1.5 Parents have, likewise, echoed their own dissatisfaction with 70% being of the opinion that online classes are not effective for the learning of their children.|
Finding 2: Almost 60% children cannot access online learning opportunities. Reasons for this varied from absence of a smartphone, multiple siblings sharing a smartphone, difficulty in using the Apps for online learning, etc. The issue of access is further exacerbated for children with disabilities. Among teachers of children with disabilities in their regular classes, more than 90% found them unable to participate in online classes.
Finding 3. The study also aimed to understand parents’ attitude and concerns towards interrupted learning caused due to the pandemic. Parents have overwhelmingly supported reopening of schools with the necessary safety protocols.

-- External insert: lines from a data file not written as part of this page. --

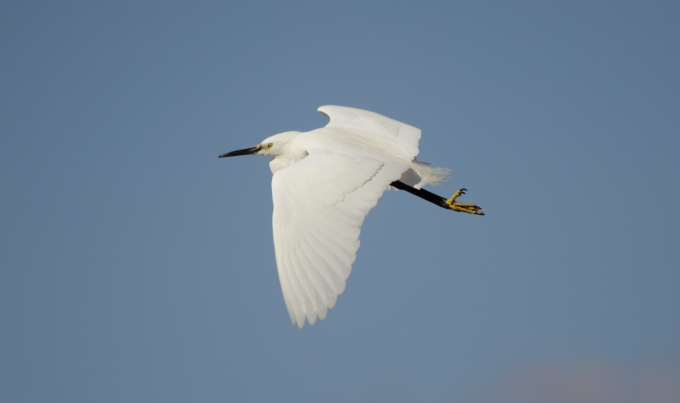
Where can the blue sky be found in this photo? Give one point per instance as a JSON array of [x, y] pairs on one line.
[[137, 266]]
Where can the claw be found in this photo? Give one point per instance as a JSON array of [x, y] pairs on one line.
[[462, 207]]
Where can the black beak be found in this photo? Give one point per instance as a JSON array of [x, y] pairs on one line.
[[245, 151]]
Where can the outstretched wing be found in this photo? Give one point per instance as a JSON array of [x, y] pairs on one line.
[[319, 206], [393, 133]]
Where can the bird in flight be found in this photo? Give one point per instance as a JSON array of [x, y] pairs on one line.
[[324, 183]]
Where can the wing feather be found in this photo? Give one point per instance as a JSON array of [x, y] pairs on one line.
[[320, 204], [373, 125]]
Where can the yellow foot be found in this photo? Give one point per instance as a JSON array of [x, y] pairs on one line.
[[463, 207]]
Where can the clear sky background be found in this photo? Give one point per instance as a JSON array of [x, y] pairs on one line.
[[136, 266]]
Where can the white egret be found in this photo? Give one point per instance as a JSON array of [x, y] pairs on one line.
[[324, 183]]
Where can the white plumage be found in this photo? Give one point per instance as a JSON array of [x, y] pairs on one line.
[[324, 183]]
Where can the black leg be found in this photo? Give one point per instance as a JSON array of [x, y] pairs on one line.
[[423, 194]]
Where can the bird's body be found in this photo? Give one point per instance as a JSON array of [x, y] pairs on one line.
[[324, 183]]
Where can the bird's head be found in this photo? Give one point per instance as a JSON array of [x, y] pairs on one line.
[[272, 146]]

Almost 90% of the parents were willing to send their children to school with necessary health safeguards. Close to 65% were of the opinion that schools, when they reopen, would not pose a problem for their children’s health.
The open-ended questions that were implemented with a sample of teachers, reinforced the quantitative findings from the survey. The analysis of these questions clearly underlines the professional frustration of the teachers with online modes of teaching. The responses of teachers also reveal the initiatives that are being taken by them to find alternative, meaningful ways to engage with their children as the regular public school system continues to remain closed and inaccessible for a vast majority of the country’s school-going child population.
The inadequacy of the digital modes adopted by some of the states has also led state education departments backtracking on the online options and adopting more direct teaching-learning processes, with teachers visiting the families and school children, for example, Padhai Tuhar Para (education in your neighbourhood) scheme in Chhattisgarh; Hamara Ghar - Hamara Vidyalaya (our home - our school) in Madhya Pradesh and; Vidyagama in Karnataka.
Overall, the study is in alignment with other recent studies that have underscored the fallacy of resorting to online learning solutions for school-going children, especially in disadvantaged contexts. The study, thus, endorses the urgent need to reopen schools in a phased manner with due preparations for the health and well-being of both children and teachers while at the same time encouraging and facilitating teachers to pursue more community-based solutions for direct interactions with children in the interim period.